Last week, I surveyed the top 50 mortgage sales executives on how effective their originators were at marketing to realtors and expanding their referral base. The results were eye-opening.
The majority of survey participants rated their originators less than 5 on a scale of 1 to 10 (with 10 being the highest). I simultaneously surveyed leading realtors on originator outreach and got a similar result. What does this mean for the industry as we shift to a more traditional purchase money market in which originators must rely on referrals from real estate agents to generate loan volume?
After record-high mortgage volume in 2020, the reality is that creating loan demand will be much harder this year and many originators will not be able to survive. One mortgage executive recently confided that when he asked an originator how many referral sources the individual had, the producer responded, \”30 or more.” But upon further review, the originator only actually did business with five realtors. While the originator may have thought that knowing 30 or more realtors was sufficient, that is not the same as getting business from them!

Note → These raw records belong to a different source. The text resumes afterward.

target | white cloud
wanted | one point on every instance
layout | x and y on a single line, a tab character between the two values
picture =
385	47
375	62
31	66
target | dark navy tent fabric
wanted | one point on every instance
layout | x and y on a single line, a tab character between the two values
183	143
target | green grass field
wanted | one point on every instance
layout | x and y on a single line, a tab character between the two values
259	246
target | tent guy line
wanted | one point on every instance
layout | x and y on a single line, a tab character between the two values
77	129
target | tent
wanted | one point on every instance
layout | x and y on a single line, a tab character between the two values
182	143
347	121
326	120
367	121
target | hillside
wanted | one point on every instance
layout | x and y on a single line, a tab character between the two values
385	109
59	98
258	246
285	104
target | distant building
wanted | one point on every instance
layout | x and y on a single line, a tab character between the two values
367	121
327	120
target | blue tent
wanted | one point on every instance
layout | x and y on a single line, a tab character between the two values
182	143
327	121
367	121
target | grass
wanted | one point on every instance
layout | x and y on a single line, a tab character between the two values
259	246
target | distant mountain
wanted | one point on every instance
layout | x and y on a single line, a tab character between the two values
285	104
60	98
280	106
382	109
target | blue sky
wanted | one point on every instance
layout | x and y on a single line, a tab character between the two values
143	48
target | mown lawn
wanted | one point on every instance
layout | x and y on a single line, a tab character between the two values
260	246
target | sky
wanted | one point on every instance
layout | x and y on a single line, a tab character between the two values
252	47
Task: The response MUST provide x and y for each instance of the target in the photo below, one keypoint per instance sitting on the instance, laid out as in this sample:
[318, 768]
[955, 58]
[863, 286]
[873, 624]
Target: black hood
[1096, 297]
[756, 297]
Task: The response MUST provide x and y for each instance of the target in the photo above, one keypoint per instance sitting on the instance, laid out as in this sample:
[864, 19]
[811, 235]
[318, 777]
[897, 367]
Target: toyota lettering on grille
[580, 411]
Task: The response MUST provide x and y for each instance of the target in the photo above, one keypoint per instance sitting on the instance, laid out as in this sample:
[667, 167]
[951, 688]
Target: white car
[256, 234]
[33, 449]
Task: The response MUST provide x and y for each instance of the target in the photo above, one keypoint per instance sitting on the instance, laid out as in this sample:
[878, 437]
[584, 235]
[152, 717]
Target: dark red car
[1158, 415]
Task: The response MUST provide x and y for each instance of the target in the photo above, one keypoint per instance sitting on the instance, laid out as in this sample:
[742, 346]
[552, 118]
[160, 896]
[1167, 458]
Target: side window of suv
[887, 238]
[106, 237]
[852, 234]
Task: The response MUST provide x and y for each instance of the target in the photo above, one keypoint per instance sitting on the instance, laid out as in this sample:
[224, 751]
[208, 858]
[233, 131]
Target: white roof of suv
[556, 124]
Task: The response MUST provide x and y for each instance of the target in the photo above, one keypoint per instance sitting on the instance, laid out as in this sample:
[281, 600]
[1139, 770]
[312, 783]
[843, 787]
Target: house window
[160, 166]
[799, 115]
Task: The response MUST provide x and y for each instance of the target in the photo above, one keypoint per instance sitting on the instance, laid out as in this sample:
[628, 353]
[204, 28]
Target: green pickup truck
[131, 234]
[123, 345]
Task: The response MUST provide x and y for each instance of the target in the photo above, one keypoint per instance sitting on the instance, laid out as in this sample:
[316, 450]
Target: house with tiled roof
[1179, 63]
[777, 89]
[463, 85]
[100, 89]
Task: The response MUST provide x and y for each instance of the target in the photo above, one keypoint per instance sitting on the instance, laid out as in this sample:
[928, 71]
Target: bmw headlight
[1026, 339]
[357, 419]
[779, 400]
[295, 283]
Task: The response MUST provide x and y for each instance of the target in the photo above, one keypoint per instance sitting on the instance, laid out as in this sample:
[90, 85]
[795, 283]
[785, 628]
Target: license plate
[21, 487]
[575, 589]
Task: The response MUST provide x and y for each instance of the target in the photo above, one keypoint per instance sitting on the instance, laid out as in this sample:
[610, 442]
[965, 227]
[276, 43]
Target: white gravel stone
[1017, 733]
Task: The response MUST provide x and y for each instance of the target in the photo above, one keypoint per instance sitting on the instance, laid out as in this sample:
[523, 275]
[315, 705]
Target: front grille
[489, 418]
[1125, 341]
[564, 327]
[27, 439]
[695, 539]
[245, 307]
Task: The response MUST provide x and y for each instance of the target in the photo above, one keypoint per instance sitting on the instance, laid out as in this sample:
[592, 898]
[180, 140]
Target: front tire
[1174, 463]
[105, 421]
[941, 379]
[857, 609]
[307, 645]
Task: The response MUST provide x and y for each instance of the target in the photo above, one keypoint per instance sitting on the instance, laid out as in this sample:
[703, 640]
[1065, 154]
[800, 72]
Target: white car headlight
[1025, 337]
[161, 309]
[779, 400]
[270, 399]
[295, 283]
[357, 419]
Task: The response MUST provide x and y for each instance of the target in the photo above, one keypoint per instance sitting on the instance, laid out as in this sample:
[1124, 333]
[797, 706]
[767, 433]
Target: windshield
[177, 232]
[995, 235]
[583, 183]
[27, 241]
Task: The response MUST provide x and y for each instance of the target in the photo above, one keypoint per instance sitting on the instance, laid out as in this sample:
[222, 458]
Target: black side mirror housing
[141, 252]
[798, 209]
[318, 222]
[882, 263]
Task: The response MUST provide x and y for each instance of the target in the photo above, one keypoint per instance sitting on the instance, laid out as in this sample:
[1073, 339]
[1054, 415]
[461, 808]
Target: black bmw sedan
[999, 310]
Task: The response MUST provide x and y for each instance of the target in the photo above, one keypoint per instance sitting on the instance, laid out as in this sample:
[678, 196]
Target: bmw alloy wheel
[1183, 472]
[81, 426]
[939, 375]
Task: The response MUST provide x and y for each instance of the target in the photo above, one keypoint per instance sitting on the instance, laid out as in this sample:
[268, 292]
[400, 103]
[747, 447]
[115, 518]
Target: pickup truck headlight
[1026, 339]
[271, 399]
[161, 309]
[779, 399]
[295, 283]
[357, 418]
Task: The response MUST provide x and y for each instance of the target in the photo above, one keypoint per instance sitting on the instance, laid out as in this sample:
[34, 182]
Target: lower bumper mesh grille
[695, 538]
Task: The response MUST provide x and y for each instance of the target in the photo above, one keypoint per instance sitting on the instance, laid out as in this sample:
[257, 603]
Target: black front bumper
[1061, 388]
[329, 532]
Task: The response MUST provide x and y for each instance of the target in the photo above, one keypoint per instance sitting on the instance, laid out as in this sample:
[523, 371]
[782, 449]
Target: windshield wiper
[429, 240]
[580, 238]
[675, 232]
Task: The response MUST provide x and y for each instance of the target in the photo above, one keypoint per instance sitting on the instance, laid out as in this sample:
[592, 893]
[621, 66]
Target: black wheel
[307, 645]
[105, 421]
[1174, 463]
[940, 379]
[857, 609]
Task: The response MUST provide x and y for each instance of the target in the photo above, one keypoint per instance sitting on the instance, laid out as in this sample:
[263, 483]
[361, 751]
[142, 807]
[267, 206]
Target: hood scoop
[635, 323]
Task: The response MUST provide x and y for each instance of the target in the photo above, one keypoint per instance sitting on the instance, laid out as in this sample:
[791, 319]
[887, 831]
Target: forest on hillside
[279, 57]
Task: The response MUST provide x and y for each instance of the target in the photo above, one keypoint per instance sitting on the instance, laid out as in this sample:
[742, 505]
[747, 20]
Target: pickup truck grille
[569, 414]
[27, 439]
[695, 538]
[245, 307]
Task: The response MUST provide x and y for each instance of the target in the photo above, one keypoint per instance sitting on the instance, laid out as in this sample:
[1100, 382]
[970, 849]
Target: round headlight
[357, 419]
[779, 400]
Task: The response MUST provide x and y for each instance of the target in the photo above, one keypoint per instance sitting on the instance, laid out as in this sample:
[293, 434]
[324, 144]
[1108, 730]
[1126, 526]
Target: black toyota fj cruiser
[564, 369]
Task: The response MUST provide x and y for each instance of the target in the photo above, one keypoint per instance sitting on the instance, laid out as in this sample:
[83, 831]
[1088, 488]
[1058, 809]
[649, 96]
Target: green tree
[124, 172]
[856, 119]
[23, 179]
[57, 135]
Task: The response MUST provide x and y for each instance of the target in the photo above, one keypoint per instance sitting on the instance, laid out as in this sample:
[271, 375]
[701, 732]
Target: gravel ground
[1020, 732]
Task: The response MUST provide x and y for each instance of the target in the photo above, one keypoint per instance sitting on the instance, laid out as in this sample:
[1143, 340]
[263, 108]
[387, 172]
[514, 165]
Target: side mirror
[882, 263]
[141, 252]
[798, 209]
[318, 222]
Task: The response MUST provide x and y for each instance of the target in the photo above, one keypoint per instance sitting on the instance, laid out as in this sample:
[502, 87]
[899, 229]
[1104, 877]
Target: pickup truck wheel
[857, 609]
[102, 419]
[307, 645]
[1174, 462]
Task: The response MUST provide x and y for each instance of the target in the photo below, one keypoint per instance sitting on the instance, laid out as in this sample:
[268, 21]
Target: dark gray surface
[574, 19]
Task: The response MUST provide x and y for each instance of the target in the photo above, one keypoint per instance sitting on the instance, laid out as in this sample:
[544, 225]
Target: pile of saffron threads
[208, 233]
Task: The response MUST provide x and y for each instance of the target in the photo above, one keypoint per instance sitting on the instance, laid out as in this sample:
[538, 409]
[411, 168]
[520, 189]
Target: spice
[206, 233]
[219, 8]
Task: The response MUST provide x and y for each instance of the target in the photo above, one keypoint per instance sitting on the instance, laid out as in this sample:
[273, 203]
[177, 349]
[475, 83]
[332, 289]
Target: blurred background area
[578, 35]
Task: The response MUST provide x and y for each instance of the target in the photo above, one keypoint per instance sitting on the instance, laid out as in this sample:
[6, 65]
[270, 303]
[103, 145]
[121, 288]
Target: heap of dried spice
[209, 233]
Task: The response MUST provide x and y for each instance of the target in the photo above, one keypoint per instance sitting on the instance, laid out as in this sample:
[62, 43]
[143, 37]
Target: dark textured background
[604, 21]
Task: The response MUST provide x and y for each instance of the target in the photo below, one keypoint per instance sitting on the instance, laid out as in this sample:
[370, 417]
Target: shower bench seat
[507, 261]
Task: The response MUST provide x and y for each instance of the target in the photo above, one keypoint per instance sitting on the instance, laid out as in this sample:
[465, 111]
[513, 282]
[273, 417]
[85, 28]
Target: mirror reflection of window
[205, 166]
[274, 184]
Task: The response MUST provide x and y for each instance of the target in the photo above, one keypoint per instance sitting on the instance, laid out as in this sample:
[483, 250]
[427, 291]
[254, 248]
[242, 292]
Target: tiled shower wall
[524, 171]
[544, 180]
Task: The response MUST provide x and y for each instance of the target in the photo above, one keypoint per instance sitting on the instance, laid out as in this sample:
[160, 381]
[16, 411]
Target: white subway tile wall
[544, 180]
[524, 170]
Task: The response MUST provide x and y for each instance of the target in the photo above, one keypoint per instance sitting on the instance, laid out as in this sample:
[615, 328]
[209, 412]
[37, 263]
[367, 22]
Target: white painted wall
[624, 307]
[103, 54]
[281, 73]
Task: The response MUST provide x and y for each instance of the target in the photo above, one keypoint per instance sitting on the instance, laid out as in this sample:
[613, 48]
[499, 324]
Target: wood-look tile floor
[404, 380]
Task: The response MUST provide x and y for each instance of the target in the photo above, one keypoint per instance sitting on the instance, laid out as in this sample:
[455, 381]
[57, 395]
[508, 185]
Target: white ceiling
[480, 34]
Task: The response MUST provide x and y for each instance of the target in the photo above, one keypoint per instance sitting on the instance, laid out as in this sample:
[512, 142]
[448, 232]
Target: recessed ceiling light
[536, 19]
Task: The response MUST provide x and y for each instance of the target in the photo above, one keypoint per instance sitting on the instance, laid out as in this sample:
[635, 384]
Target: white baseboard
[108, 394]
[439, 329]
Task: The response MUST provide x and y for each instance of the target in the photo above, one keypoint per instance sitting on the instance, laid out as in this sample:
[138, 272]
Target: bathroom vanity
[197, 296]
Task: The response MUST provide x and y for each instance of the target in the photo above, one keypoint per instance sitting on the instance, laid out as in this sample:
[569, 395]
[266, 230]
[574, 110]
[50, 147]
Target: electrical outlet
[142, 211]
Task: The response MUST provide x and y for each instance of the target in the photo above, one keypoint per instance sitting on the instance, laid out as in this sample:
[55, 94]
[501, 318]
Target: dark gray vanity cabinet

What’s Behind Low Referral Numbers?
Some managers believe the problem stems from an originator’s lack of self-awareness. Others contend that their originators don’t have the confidence to carry out the activities necessary to increase referrals. And still others blame it on originators’ “call reluctance,” as if this were a disease without a cure.
I haven’t even mentioned how emotionally draining it must be for originators who are unable or unwilling to sell and get referral sources — their primary responsibility as producers!
The High Cost of Failure to Prospect
Branch managers are often tasked with trying to remedy what I consider to be an impossible situation: Changing the behavior of someone who is not matched for the role of origination. No amount of training or coaching can transform what in essence is a poor hiring decision.
When producers fail to prospect for referral sources, lenders must buy leads, adjust sales strategies or pay up for the originators who can sell and already have a large book of real estate agents who they actually do business with.
This last strategy is expensive especially when the competition is also paying up to recruit a limited number of top producers. It is no wonder that this has led to compensation sagas hoping to offset lackluster results from originators who can’t or won’t market to realtors.
None of this is new in mortgage banking. But I believe that we’ve reached a tipping point in the marketplace and that senior executives, managers and originators must address these issues before it’s too late.